À propos de l’auteurCapucine Echiffre
Une origine indexée à l’Allemagne et au Valois
Né en 1808 d’un père médecin militaire de la Grande Armée, Gérard Labrunie est très vite confié à un grand-oncle installé dans le Valois. Son père doit en effet accomplir son service en Allemagne et en Autriche, où sa femme l’accompagne. Elle meurt en Silésie deux ans plus tard, alors que le très jeune Gérard l’a à peine connue. Cet événement marque fortement son œuvre, qui n’a de cesse de revenir sur une origine mystérieuse bien souvent teintée de germanisme. Sa première publication importante est une traduction du premier Faust de Goethe, en 1827. Jusqu’à la fin des années 1840, plusieurs traductions de l’allemand jalonnent sa production, avec une prédilection pour la poésie qui fait de lui l’introducteur réel de l’œuvre poétique de Heinrich Heine, en 1848.
Rattaché à cette fascination pour l’origine, son intérêt pour les chansons populaires, en particulier celles du Valois de son enfance, apparaît dès les années 1830. Le pseudonyme de « Nerval », attesté pour la première fois en 1836, est le nom d’un site de cette région. Cette attirance donne lieu à un essai de 1842 repris plusieurs fois jusqu’en 1854, où il est intégré aux Filles du feu. Sa propre production poétique en porte elle aussi la marque. Les poèmes rassemblés plus tard sous le titre Odelettes (1853) se distinguent du lyrisme contemporain par leur plus grande simplicité et leur proximité avec la musicalité de la chanson traditionnelle.
Nerval en son temps : cercles artistiques et activités journalistiques
Au cours de la période romantique, Nerval est un habitué des cercles artistiques et collabore à divers journaux et revues. Il participe ainsi en 1830 à la bataille d’Hernani et fréquente entre autres le Petit Cénacle qui réunit les romantiques marginaux. Il retrouve de fait chez ces derniers un goût prononcé pour le macabre et le mystère, autres nouveautés apportées par la littérature allemande (mais aussi anglaise), et que l’on retrouve dans ses Contes et facéties (1852). Mais ce sont ses travaux journalistiques qui l’occupent le plus. L’héritage dont il bénéficie en 1834 lui permet en effet de créer Le Monde dramatique, revue qui fait cependant rapidement faillite et l’oblige à multiplier les articles de presse pour vivre. Le milieu des années 1830 correspond aussi aux soirées insouciantes de la bohème du Doyenné, en compagnie notamment de Théophile Gautier et d’Arsène Houssaye.
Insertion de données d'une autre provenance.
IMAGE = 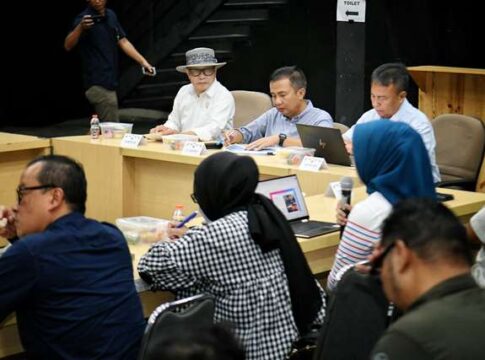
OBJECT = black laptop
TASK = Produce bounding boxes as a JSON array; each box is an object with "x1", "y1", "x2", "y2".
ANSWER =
[
  {"x1": 296, "y1": 124, "x2": 352, "y2": 166},
  {"x1": 256, "y1": 175, "x2": 340, "y2": 238}
]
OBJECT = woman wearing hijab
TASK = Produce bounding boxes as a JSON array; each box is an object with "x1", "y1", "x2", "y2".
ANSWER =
[
  {"x1": 327, "y1": 120, "x2": 436, "y2": 290},
  {"x1": 138, "y1": 152, "x2": 325, "y2": 359}
]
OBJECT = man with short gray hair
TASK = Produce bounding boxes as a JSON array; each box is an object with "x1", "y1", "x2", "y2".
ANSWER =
[
  {"x1": 371, "y1": 199, "x2": 485, "y2": 360},
  {"x1": 0, "y1": 155, "x2": 145, "y2": 360}
]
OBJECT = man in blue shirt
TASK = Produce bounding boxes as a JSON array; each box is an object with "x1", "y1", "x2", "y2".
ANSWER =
[
  {"x1": 64, "y1": 0, "x2": 155, "y2": 121},
  {"x1": 226, "y1": 66, "x2": 333, "y2": 150},
  {"x1": 0, "y1": 155, "x2": 145, "y2": 359}
]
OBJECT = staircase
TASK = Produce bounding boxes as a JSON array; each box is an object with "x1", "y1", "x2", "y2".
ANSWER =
[{"x1": 118, "y1": 0, "x2": 287, "y2": 120}]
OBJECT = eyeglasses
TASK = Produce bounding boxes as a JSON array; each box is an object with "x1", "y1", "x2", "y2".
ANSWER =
[
  {"x1": 16, "y1": 184, "x2": 57, "y2": 204},
  {"x1": 370, "y1": 241, "x2": 396, "y2": 275},
  {"x1": 188, "y1": 67, "x2": 216, "y2": 77},
  {"x1": 190, "y1": 194, "x2": 197, "y2": 204}
]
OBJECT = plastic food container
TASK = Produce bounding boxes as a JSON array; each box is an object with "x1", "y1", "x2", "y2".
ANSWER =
[
  {"x1": 116, "y1": 216, "x2": 168, "y2": 244},
  {"x1": 276, "y1": 146, "x2": 315, "y2": 165},
  {"x1": 99, "y1": 122, "x2": 133, "y2": 139},
  {"x1": 162, "y1": 134, "x2": 199, "y2": 150}
]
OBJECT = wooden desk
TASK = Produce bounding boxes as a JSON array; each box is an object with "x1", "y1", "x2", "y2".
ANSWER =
[
  {"x1": 0, "y1": 132, "x2": 50, "y2": 247},
  {"x1": 408, "y1": 66, "x2": 485, "y2": 121},
  {"x1": 52, "y1": 136, "x2": 359, "y2": 222},
  {"x1": 408, "y1": 66, "x2": 485, "y2": 192}
]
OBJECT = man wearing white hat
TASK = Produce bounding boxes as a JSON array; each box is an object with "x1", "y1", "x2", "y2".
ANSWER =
[{"x1": 150, "y1": 48, "x2": 235, "y2": 141}]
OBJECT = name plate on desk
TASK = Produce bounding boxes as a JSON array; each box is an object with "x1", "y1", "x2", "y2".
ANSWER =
[
  {"x1": 299, "y1": 156, "x2": 328, "y2": 171},
  {"x1": 182, "y1": 141, "x2": 206, "y2": 155},
  {"x1": 120, "y1": 134, "x2": 143, "y2": 149}
]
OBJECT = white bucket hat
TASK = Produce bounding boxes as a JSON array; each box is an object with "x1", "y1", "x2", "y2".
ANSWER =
[{"x1": 176, "y1": 48, "x2": 226, "y2": 73}]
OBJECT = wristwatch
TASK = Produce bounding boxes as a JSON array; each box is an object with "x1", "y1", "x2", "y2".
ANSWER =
[{"x1": 278, "y1": 134, "x2": 287, "y2": 146}]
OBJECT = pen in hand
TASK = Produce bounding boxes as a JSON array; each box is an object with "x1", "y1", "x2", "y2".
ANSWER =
[{"x1": 175, "y1": 211, "x2": 198, "y2": 229}]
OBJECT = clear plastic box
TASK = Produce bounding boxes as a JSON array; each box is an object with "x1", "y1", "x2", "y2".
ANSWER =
[
  {"x1": 162, "y1": 134, "x2": 199, "y2": 150},
  {"x1": 99, "y1": 122, "x2": 133, "y2": 139},
  {"x1": 116, "y1": 216, "x2": 169, "y2": 244},
  {"x1": 277, "y1": 146, "x2": 315, "y2": 165}
]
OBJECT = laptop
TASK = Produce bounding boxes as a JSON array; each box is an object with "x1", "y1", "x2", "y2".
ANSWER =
[
  {"x1": 256, "y1": 175, "x2": 340, "y2": 238},
  {"x1": 296, "y1": 124, "x2": 352, "y2": 166}
]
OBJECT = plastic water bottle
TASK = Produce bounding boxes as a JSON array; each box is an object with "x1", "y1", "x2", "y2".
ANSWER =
[
  {"x1": 172, "y1": 204, "x2": 185, "y2": 222},
  {"x1": 89, "y1": 114, "x2": 101, "y2": 140}
]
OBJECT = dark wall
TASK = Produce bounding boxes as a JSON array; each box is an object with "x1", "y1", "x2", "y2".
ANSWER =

Ceux-ci joueront un rôle de premier plan dans la construction de son image publique après sa mort. En 1853, Nerval lui-même revient sur cette période avec une certaine nostalgie dans l’œuvre à caractère autobiographique que constituent les Petits Châteaux de Bohême.
Le tournant de 1841 : vers la folie mystique
L’année 1841 marque un tournant dans la vie de Nerval, avec la première crise de folie qui le mène à la clinique du Docteur Esprit Blanche. C’est à cette époque que sont écrits plusieurs poèmes des Chimères, recueil publié seulement en 1854 à la suite des Filles du feu. L’unité du sujet y est diffractée sous de multiples masques à l’identité problématique. De cette époque aussi date le voyage en Orient, autre lieu de l’origine et du mystère sacré, dans l’imaginaire nervalien, comme en témoigne le récit qu’il publie en 1851 sous le titre Voyage en Orient. À plusieurs reprises, les écrivains qu’il côtoie font état de ses troubles psychiques dans la presse, ce qu’il s’emploie à démentir en mettant en avant la maîtrise dont font preuve ses œuvres, en dépit de l’univers parfois étrange qu’elles construisent. Plus que jamais, Nerval retravaille et reconfigure ses textes, tandis que les rechutes et les internements se succèdent à partir de 1852. C’est dans de telles conditions, agissant sur sa création à la fois comme des stimulations et des obstacles, que paraissent deux œuvres majeures : Les Filles du feu et Aurélia, nouvelle dont la publication est brutalement interrompue par le suicide de l’auteur en janvier 1855, et dont le degré d’achèvement reste de ce fait indécidable.
De la marginalité à la reconnaissance littéraire
Considéré de son vivant comme un écrivain mineur, Nerval commence à être reconnu littérairement à partir des années 1880, en particulier grâce aux symbolistes qui font de ses dernières œuvres l’emblème d’une poétique du symbole. À côté de cette image, toujours présente, s’ajoute celle de l’écrivain fantaisiste. C’est du reste le ton à la fois badin et tendre des Odelettes ou de Sylvie qui demeure le plus largement connu aujourd’hui.